Justus was a photographer and loved documenting his daughter’s birthdays with his camera. He made his daughter one of his favorite photographic subjects. She enjoyed dancing, dressing up, and acting in front of her father’s lenses. “I was perhaps the most photographed child in Scandinavia,” quipped Bergman in her later years. In 1929, when Bergman was around 14, her father died of stomach cancer. Losing her parents at such a young age was a trauma that Bergman later described as “living with an ache”, an experience of which she was not even aware.
After her father’s death, Bergman was sent to live with her paternal aunt, Ellen, who died of heart disease six months later. Bergman then lived with her paternal uncle Otto and his wife Hulda, who had five children of their own. She also visited her maternal aunt, Elsa Adler, whom the young girl called Mutti (Mom) according to family lore.: 294 She later said, “I have wanted to be an actress almost as long as I can remember”, sometimes wearing her deceased mother’s clothing, and staging plays in her father’s empty studio.
Bergman spoke Swedish and German as first languages, English and Italian (acquired later, while living in the U.S. and Italy), and French (learned in school). She acted in each of these languages at various times.

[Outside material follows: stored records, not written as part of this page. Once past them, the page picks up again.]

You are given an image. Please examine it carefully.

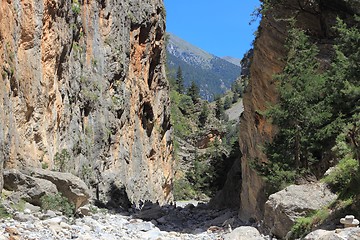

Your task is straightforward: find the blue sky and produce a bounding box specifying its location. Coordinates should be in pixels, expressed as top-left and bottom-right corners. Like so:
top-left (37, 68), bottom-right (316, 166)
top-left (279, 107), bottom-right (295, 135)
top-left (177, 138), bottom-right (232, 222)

top-left (164, 0), bottom-right (260, 58)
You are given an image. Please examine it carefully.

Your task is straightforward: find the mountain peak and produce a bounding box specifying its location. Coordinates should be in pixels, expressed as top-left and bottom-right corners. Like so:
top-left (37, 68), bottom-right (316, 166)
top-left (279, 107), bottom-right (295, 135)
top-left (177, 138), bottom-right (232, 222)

top-left (167, 33), bottom-right (241, 100)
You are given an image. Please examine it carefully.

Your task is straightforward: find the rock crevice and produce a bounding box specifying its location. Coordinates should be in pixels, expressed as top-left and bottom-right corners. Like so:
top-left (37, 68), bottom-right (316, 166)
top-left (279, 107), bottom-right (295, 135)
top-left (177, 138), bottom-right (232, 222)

top-left (0, 0), bottom-right (173, 206)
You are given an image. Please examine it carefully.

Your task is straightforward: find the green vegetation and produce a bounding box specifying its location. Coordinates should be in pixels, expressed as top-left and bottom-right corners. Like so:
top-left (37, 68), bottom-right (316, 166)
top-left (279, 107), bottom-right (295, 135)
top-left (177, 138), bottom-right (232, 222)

top-left (0, 202), bottom-right (12, 219)
top-left (289, 208), bottom-right (330, 239)
top-left (187, 81), bottom-right (200, 103)
top-left (10, 199), bottom-right (26, 212)
top-left (253, 19), bottom-right (360, 194)
top-left (41, 162), bottom-right (49, 169)
top-left (40, 193), bottom-right (75, 217)
top-left (168, 64), bottom-right (240, 200)
top-left (175, 66), bottom-right (185, 94)
top-left (167, 48), bottom-right (240, 101)
top-left (54, 149), bottom-right (70, 172)
top-left (71, 0), bottom-right (81, 15)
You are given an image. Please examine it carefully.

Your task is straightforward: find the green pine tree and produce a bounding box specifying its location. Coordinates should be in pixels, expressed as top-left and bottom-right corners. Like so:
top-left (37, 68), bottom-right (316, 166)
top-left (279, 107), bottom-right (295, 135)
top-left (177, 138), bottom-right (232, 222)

top-left (199, 102), bottom-right (209, 127)
top-left (187, 81), bottom-right (200, 103)
top-left (175, 66), bottom-right (185, 94)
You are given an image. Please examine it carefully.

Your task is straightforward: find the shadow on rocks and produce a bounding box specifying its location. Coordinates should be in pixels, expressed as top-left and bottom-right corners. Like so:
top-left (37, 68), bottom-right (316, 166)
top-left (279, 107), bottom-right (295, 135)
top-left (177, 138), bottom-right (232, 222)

top-left (132, 202), bottom-right (244, 234)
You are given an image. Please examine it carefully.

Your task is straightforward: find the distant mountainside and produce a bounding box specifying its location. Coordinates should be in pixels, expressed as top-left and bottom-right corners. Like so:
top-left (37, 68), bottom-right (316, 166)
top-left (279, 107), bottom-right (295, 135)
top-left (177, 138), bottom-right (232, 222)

top-left (167, 33), bottom-right (241, 101)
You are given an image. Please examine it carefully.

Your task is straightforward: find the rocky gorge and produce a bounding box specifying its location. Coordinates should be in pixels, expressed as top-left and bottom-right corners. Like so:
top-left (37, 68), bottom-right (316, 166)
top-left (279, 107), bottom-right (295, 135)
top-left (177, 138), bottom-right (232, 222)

top-left (0, 0), bottom-right (173, 204)
top-left (0, 0), bottom-right (360, 240)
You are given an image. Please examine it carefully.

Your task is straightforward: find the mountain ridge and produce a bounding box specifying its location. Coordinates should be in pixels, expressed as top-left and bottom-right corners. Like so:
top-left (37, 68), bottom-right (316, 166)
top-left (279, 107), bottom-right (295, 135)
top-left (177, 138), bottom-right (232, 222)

top-left (166, 33), bottom-right (241, 101)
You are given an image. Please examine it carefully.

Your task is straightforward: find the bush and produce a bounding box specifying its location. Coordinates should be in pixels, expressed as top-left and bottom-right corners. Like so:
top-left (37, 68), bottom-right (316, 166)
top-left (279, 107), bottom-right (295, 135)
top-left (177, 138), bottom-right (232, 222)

top-left (0, 203), bottom-right (12, 219)
top-left (289, 209), bottom-right (330, 239)
top-left (323, 157), bottom-right (359, 193)
top-left (54, 149), bottom-right (70, 172)
top-left (173, 178), bottom-right (196, 201)
top-left (40, 193), bottom-right (75, 217)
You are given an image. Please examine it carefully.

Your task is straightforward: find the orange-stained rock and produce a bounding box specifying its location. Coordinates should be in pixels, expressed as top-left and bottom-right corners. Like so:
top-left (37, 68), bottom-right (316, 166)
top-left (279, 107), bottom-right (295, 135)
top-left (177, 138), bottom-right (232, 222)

top-left (0, 0), bottom-right (173, 206)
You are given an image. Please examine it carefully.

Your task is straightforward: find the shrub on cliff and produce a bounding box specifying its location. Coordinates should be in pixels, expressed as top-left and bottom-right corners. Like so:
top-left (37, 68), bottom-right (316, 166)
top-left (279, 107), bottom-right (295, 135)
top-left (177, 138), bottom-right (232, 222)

top-left (253, 17), bottom-right (360, 194)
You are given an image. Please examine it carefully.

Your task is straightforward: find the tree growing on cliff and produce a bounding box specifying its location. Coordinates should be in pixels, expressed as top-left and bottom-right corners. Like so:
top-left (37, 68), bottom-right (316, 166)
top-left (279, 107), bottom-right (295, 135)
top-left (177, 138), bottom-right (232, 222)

top-left (187, 81), bottom-right (200, 103)
top-left (175, 66), bottom-right (185, 94)
top-left (253, 17), bottom-right (360, 193)
top-left (257, 25), bottom-right (331, 190)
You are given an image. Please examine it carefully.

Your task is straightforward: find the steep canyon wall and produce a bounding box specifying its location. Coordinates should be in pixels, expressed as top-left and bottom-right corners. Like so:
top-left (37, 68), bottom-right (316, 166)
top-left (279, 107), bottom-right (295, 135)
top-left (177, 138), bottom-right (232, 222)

top-left (0, 0), bottom-right (173, 204)
top-left (219, 0), bottom-right (360, 220)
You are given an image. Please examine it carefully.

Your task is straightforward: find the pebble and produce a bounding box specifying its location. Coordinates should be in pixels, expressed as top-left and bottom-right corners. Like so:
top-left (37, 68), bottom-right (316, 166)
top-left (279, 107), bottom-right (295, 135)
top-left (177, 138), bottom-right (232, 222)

top-left (0, 201), bottom-right (270, 240)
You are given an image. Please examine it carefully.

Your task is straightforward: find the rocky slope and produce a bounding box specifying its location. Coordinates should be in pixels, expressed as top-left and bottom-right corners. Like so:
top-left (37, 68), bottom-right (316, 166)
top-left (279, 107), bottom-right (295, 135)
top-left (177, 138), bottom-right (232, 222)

top-left (217, 0), bottom-right (360, 220)
top-left (167, 33), bottom-right (240, 101)
top-left (0, 0), bottom-right (173, 204)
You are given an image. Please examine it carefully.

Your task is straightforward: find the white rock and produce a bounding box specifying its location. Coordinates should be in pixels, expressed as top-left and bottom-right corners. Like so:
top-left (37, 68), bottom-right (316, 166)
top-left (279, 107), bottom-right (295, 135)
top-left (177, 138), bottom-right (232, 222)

top-left (224, 226), bottom-right (264, 240)
top-left (43, 216), bottom-right (64, 225)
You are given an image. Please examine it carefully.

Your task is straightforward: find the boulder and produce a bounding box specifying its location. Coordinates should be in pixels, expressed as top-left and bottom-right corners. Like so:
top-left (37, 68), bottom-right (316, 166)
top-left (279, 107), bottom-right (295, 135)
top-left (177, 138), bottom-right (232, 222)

top-left (304, 227), bottom-right (360, 240)
top-left (264, 183), bottom-right (337, 238)
top-left (26, 168), bottom-right (91, 209)
top-left (224, 226), bottom-right (265, 240)
top-left (4, 169), bottom-right (58, 206)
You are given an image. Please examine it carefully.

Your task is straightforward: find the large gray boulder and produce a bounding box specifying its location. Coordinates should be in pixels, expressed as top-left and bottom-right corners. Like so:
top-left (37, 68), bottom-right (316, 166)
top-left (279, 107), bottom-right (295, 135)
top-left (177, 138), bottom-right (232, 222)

top-left (26, 168), bottom-right (91, 209)
top-left (4, 169), bottom-right (58, 206)
top-left (224, 226), bottom-right (265, 240)
top-left (264, 183), bottom-right (337, 238)
top-left (304, 227), bottom-right (360, 240)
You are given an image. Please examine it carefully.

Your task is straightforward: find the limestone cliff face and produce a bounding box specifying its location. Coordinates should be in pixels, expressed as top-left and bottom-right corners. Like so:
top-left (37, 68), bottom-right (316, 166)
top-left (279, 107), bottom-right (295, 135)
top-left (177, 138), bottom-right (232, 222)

top-left (0, 0), bottom-right (173, 206)
top-left (224, 0), bottom-right (360, 220)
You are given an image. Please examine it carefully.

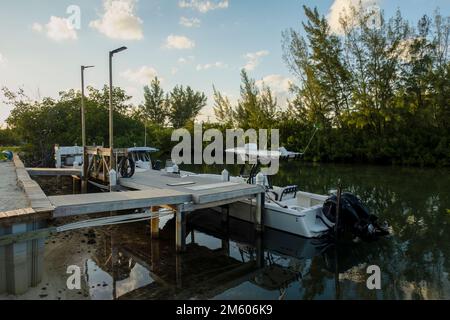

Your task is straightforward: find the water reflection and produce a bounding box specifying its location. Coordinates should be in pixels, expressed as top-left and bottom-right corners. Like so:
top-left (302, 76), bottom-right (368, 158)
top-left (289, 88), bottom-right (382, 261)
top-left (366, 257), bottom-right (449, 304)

top-left (0, 223), bottom-right (44, 295)
top-left (0, 163), bottom-right (450, 299)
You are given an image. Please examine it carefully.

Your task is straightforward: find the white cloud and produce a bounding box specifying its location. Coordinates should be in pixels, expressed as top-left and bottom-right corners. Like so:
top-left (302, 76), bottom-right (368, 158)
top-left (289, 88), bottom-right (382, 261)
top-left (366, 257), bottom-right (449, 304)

top-left (89, 0), bottom-right (144, 40)
top-left (327, 0), bottom-right (380, 34)
top-left (120, 66), bottom-right (158, 85)
top-left (178, 0), bottom-right (229, 13)
top-left (180, 17), bottom-right (201, 28)
top-left (32, 16), bottom-right (78, 41)
top-left (164, 34), bottom-right (195, 50)
top-left (197, 61), bottom-right (228, 71)
top-left (244, 50), bottom-right (269, 71)
top-left (256, 74), bottom-right (292, 93)
top-left (256, 74), bottom-right (292, 107)
top-left (178, 56), bottom-right (195, 64)
top-left (0, 53), bottom-right (8, 67)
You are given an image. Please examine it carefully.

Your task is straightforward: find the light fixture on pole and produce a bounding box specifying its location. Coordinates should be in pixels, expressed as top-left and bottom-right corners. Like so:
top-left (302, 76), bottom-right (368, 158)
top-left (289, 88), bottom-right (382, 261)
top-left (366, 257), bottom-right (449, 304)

top-left (81, 66), bottom-right (94, 148)
top-left (109, 47), bottom-right (127, 170)
top-left (81, 66), bottom-right (94, 193)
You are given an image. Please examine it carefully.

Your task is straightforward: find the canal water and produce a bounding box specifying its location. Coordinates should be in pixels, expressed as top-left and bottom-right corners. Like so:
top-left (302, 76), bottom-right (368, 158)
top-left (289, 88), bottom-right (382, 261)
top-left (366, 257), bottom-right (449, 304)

top-left (0, 162), bottom-right (450, 300)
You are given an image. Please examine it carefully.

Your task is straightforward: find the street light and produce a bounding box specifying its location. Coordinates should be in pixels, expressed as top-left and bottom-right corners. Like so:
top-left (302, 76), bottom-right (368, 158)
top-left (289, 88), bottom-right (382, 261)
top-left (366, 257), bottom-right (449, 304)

top-left (81, 66), bottom-right (94, 193)
top-left (109, 47), bottom-right (128, 169)
top-left (81, 66), bottom-right (94, 149)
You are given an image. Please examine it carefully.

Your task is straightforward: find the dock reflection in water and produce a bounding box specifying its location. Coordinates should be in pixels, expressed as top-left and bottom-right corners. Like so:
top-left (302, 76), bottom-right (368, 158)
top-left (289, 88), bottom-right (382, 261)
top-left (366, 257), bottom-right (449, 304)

top-left (0, 164), bottom-right (450, 299)
top-left (0, 212), bottom-right (336, 299)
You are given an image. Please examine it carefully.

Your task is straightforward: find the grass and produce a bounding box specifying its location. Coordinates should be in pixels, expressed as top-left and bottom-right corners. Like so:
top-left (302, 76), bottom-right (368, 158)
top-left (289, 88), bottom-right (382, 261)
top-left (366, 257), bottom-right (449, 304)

top-left (0, 146), bottom-right (20, 153)
top-left (0, 147), bottom-right (20, 161)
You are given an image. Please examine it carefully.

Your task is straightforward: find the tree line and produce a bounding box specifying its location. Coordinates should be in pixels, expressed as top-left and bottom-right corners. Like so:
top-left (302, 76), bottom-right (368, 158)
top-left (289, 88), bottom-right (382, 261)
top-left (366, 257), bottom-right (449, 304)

top-left (0, 6), bottom-right (450, 165)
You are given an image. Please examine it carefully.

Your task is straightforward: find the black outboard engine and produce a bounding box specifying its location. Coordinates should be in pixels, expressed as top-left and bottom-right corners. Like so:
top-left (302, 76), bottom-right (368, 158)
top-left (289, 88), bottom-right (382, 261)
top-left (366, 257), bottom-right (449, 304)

top-left (322, 193), bottom-right (389, 240)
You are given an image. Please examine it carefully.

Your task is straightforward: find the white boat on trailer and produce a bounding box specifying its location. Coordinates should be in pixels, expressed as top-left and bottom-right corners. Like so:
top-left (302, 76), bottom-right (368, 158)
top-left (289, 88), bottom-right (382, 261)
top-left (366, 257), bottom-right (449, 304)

top-left (181, 144), bottom-right (334, 238)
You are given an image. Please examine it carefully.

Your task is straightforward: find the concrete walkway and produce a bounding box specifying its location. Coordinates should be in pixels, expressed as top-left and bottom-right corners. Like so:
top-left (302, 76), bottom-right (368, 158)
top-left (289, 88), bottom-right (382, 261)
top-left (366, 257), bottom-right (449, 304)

top-left (0, 162), bottom-right (30, 212)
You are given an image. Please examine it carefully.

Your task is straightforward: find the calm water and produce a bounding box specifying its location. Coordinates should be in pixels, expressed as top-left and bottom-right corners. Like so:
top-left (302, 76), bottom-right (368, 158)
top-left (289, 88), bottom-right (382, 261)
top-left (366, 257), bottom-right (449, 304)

top-left (0, 163), bottom-right (450, 299)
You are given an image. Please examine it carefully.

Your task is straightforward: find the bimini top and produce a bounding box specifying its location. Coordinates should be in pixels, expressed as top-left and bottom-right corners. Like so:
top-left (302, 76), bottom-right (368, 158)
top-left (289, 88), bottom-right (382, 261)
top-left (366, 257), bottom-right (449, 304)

top-left (128, 147), bottom-right (159, 153)
top-left (225, 143), bottom-right (303, 161)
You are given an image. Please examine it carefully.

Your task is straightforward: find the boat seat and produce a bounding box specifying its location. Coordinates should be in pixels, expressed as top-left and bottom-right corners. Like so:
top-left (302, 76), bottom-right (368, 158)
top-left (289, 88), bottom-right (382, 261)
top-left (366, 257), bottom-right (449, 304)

Bergman received a scholarship to the state-sponsored Royal Dramatic Training Academy, where Greta Garbo had some years earlier earned a similar scholarship. After several months, she was given a part in a new play, Ett Brott (A Crime), written by Sigfrid Siwertz. This was “totally against procedure” at the school, where girls were expected to complete three years of study before getting such acting roles.: During her first summer break, Bergman was hired by Swedish film studio Svensk Filmindustri, which led her to leave the Royal Dramatic Theatre after just one year to work in films full-time.